Multilabel Image Classification Using Deep Learning

This example shows how to use transfer learning to train a deep learning model for multilabel image classification.

In binary or multiclass classification, a deep learning model classifies images as belonging to one of two or more classes. The data used to train the network often contains clear and focused images, with a single item in frame and without background noise or clutter. This data is often not an accurate representation of the type of data the network will receive during deployment. Additionally, binary and multiclass classification can apply only a single label to each image, leading to incorrect or misleading labeling.

In this example, you train a deep learning model for multilabel image classification by using the COCO data set, which is a realistic data set containing objects in their natural environments. The COCO images have multiple labels, so an image depicting a dog and a cat has two labels.

In multilabel classification, in contrast to binary and multiclass classification, the deep learning model predicts the probability of each class. The model has multiple independent binary classifiers, one for each class—for example, "Cat" and "Not Cat" and "Dog" and "Not Dog."

Load Pretrained Network

Load a pretrained ResNet-50 network. If the Deep Learning Toolbox Model for ResNet-50 Network support package is not installed, then the software provides a download link. ResNet-50 is trained on more than a million images and can classify images into 1000 object categories, such as keyboard, mouse, pencil, and many animals. This example uses transfer learning to retrain a ResNet-50 pretrained network for multilabel classification.

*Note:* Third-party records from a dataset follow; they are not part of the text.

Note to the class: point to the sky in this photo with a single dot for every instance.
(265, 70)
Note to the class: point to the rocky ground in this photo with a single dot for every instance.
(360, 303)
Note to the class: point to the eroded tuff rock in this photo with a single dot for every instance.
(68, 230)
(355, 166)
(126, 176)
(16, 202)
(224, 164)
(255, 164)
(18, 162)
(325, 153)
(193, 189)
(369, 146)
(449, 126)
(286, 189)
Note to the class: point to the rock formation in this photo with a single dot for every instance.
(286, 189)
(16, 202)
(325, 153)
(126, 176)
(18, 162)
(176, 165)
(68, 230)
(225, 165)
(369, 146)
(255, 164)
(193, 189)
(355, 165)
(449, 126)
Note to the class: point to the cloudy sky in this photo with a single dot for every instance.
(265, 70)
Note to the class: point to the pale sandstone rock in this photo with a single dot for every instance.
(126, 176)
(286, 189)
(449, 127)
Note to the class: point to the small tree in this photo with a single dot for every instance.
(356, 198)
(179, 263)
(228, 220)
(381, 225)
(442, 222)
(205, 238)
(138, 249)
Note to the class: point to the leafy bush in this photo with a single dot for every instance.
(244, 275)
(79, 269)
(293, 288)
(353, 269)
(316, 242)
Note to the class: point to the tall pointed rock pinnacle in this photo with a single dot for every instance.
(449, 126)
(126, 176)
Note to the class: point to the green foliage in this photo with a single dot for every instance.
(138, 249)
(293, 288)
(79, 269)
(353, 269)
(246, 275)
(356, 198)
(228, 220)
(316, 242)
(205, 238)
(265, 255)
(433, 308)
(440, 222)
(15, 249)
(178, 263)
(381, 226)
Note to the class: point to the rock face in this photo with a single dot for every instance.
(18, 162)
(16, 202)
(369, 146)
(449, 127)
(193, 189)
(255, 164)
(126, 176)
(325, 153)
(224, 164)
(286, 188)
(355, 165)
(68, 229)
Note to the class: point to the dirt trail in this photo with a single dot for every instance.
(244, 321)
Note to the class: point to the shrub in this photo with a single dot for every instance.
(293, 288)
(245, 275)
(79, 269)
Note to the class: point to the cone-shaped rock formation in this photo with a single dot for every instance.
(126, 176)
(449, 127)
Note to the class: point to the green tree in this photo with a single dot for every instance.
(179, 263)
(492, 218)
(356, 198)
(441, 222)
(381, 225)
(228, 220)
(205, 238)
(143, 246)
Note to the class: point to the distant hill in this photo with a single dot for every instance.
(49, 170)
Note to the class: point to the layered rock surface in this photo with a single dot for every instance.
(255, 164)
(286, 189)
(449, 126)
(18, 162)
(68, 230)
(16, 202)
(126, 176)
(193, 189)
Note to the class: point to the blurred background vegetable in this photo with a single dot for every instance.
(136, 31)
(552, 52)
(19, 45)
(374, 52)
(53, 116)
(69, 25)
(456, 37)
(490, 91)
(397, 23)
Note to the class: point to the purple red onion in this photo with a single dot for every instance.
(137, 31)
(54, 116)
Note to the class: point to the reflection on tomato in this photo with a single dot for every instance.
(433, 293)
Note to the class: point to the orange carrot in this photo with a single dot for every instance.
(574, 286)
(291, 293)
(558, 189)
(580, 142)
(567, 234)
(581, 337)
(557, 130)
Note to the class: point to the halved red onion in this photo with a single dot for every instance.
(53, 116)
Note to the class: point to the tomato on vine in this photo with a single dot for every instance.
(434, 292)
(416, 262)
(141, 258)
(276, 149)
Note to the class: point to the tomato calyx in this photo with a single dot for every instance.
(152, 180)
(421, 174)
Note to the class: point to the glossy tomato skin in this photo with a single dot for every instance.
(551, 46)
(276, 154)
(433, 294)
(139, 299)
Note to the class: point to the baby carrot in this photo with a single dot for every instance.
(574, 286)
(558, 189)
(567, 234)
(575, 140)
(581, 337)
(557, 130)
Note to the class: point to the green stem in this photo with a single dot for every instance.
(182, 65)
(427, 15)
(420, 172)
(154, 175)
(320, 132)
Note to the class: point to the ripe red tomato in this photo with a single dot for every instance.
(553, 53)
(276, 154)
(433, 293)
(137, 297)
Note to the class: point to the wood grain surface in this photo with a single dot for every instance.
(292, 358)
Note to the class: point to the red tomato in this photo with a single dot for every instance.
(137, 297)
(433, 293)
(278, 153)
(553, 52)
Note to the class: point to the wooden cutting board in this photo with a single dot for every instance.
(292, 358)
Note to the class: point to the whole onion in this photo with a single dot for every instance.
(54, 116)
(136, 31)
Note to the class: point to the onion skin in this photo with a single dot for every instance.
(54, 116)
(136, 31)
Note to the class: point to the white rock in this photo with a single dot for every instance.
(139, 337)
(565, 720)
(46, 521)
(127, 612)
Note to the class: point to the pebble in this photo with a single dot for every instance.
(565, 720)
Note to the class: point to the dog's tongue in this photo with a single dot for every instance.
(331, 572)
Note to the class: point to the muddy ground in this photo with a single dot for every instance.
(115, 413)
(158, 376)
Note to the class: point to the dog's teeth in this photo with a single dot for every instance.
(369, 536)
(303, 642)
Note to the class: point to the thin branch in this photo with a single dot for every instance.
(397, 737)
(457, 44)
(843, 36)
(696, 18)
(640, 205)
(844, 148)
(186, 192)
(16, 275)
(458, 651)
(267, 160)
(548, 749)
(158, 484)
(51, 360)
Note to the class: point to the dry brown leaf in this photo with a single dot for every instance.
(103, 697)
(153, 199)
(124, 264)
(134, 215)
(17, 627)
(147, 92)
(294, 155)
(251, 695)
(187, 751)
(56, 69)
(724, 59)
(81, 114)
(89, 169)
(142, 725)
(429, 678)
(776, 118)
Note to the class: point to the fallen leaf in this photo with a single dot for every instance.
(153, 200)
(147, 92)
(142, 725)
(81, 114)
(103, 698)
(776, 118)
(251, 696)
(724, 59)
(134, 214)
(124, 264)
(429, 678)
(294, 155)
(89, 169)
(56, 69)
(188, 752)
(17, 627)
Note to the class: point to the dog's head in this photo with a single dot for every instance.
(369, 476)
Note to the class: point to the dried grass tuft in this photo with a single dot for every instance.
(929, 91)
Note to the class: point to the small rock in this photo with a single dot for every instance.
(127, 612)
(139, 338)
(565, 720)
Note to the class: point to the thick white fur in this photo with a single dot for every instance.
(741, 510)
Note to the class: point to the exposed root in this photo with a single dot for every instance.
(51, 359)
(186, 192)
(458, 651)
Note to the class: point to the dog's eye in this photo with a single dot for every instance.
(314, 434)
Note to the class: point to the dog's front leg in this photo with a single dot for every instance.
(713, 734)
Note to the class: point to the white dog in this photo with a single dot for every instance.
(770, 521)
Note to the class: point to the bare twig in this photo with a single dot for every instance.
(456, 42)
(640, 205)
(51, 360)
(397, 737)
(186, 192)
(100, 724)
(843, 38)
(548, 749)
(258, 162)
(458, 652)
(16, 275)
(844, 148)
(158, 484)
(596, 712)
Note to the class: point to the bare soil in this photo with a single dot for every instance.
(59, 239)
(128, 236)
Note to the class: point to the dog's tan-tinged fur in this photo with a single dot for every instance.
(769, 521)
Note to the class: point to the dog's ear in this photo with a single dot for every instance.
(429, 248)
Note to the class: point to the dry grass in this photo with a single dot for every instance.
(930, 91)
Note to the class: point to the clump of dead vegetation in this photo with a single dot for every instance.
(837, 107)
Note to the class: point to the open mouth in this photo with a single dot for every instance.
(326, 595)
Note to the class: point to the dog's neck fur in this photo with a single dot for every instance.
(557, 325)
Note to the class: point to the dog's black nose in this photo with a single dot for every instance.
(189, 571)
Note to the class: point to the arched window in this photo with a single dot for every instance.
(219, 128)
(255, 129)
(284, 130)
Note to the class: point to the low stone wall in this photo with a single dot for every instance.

Load the pretrained network and extract the image input size.

net = resnet50;
inputSize = net.Layers(1).InputSize;

Prepare Data

Download and extract the COCO 2017 training and validation images and their labels from by clicking the "2017 Train images", "2017 Val images", and "2017 Train/Val annotations" links. Save the data in a folder named "COCO". The COCO 2017 data set was collected by Coco Consortium. Depending on your internet connection, the download process can take time.

Train the network on a subset of the COCO data set. For this example, train the network to recognize 12 different categories: dog, cat, bird, horse, sheep, cow, bear, giraffe, zebra, elephant, potted plant, and couch.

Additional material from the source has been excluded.